There is this dataset of all registered groups in Brussels that had at least one meeting with the European Commission. I took the smallest number for every organization that fell within a budget interval. This makes 1,750,213,248 Euros overall. One might argue that a few countries might have added their complete budget instead of their policy budget. On the other hand, it seems plausible that most of the organizations have drastically underestimated their numbers (I am pretty sure Google spends more than 8 million in EU politics). In this data set, there are over 4000 organizations which self-report that they have a budget smaller than 500 Euros but 0.5 or even more full-time positions. If we assume that they all spend 50,000 per year and the others also slightly underestimate their numbers, we end up with approximately 3 Billion Euros. If you do not want to add everything you could also just take the organizations with headquarters in Germany (300,000,000). This would be an underestimate as you don’t take the European association which has headquarters in Brussels. 

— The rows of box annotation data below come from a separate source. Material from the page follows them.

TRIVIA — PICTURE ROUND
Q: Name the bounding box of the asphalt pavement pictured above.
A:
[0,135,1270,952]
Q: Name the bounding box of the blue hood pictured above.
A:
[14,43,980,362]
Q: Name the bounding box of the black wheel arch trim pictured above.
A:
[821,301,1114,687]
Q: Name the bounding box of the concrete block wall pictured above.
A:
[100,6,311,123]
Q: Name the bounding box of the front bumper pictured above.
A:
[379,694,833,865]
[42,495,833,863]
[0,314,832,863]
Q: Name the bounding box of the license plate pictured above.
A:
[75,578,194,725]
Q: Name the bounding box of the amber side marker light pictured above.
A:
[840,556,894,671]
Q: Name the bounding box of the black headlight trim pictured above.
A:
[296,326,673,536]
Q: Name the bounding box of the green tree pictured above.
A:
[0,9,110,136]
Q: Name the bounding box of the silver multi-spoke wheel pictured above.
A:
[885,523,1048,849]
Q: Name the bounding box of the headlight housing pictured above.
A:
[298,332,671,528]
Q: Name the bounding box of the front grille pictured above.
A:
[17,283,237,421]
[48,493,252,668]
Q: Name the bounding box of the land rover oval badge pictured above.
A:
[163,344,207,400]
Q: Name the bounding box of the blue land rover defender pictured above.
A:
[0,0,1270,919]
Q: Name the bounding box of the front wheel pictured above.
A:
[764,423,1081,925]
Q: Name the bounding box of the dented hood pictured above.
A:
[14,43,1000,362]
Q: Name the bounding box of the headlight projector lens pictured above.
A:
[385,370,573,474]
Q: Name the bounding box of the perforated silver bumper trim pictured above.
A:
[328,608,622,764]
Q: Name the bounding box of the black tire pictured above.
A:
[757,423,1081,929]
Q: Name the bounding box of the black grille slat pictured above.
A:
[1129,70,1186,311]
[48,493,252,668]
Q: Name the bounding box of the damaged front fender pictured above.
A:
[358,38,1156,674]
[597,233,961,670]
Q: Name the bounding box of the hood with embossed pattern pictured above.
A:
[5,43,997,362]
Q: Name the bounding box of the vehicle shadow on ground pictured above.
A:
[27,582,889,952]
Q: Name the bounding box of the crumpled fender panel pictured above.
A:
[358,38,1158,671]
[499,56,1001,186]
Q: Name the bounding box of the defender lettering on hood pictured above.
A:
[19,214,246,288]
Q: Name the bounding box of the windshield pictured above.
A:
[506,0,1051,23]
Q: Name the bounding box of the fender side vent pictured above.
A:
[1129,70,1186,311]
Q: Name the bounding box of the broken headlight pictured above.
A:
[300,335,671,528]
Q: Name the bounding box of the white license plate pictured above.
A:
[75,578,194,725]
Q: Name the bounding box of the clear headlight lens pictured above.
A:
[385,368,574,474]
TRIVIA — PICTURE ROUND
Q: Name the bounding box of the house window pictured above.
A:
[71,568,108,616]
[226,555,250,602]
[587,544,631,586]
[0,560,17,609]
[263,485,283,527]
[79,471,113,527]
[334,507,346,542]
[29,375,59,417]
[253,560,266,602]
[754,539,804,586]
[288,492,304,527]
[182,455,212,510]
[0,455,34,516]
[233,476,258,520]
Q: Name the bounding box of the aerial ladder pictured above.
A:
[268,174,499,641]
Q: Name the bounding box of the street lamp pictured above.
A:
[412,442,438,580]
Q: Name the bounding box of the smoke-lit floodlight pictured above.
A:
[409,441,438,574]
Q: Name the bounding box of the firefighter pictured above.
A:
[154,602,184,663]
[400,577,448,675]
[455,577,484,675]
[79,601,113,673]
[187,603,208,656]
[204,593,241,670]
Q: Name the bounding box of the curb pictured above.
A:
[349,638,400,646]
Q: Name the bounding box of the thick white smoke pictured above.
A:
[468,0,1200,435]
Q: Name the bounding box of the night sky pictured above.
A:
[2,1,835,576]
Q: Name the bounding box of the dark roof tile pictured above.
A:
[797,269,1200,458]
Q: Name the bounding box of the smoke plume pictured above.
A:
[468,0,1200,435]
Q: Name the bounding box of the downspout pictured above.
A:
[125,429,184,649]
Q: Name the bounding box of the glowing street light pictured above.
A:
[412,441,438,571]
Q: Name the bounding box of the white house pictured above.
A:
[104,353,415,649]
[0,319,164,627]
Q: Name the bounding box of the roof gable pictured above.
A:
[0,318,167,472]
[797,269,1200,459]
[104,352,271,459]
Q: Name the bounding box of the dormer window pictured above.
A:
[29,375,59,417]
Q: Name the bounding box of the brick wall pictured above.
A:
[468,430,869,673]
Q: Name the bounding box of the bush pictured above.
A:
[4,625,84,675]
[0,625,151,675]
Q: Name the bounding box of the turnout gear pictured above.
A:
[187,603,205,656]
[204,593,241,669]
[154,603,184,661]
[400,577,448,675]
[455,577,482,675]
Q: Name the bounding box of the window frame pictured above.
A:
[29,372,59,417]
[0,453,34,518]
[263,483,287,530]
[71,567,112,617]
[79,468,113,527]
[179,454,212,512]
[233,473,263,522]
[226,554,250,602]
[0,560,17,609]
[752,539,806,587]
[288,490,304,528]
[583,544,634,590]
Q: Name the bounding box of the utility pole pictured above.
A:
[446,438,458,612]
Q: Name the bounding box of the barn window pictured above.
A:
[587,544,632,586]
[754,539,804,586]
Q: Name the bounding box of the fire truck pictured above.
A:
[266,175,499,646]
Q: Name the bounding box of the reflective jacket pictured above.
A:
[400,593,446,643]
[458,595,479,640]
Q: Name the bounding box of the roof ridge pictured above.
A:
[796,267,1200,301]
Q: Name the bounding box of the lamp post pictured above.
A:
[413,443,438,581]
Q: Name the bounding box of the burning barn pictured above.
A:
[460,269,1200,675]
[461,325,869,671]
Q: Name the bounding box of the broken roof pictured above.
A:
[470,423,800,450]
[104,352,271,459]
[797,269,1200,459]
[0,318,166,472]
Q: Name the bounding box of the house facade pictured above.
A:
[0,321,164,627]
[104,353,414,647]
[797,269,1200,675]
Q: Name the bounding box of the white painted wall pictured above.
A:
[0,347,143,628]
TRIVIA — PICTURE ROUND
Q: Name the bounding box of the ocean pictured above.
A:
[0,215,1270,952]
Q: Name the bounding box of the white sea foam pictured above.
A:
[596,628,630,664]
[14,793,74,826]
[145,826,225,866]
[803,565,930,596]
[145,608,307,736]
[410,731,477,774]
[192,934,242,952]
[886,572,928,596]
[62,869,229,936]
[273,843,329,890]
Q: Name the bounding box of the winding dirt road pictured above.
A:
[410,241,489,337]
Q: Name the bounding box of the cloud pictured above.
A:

Why do ordinary people not give money?

And only 4.5 million for the EU elections are spent by all German parties.  Almost no German gives money to election campaigns. We have strict institutional rules. However, almost no one gives money to lobby groups, e.g. environmental groups. Similarly to the little funding of any charity we are just faced with a classical tragedy of the commons. In addition, I believe that the knowledge that you can buy and might have to buy political influence – even if you are on the good side – is just not that widely known.

Should we only count the German numbers or everything to calculate the german budget?

I think it makes more sense to take the whole set of lobby groups in Brussels. Why?

My interest in the total political budget stems from the question of how crowded the political field is and why not more organizations or interest groups ‘buy’ political influence. 

Because of this intention, it makes more sense to take everyone who is fighting about the same regulation. I believe that this gives us a better intuition about the crowdedness.

Is there more left? Perhaps, something else is the limiting factor

There is only a 0.45 correlation between the Budget of the lobby organizations and European Parliament accreditations as well as European Commission meetings.

Maybe this means that you cannot simply buy political influence but there are greater coordination issues and other bottlenecks. 

The bottleneck might be something like ” knowing the right people in politics” rather than money and a much more limited good.

And maybe this is a good thing, stabilizing a political system. Other things are also bottle-necked. I would bet that the numbers in Washington are somewhat higher once we would really compulsory register and check everything.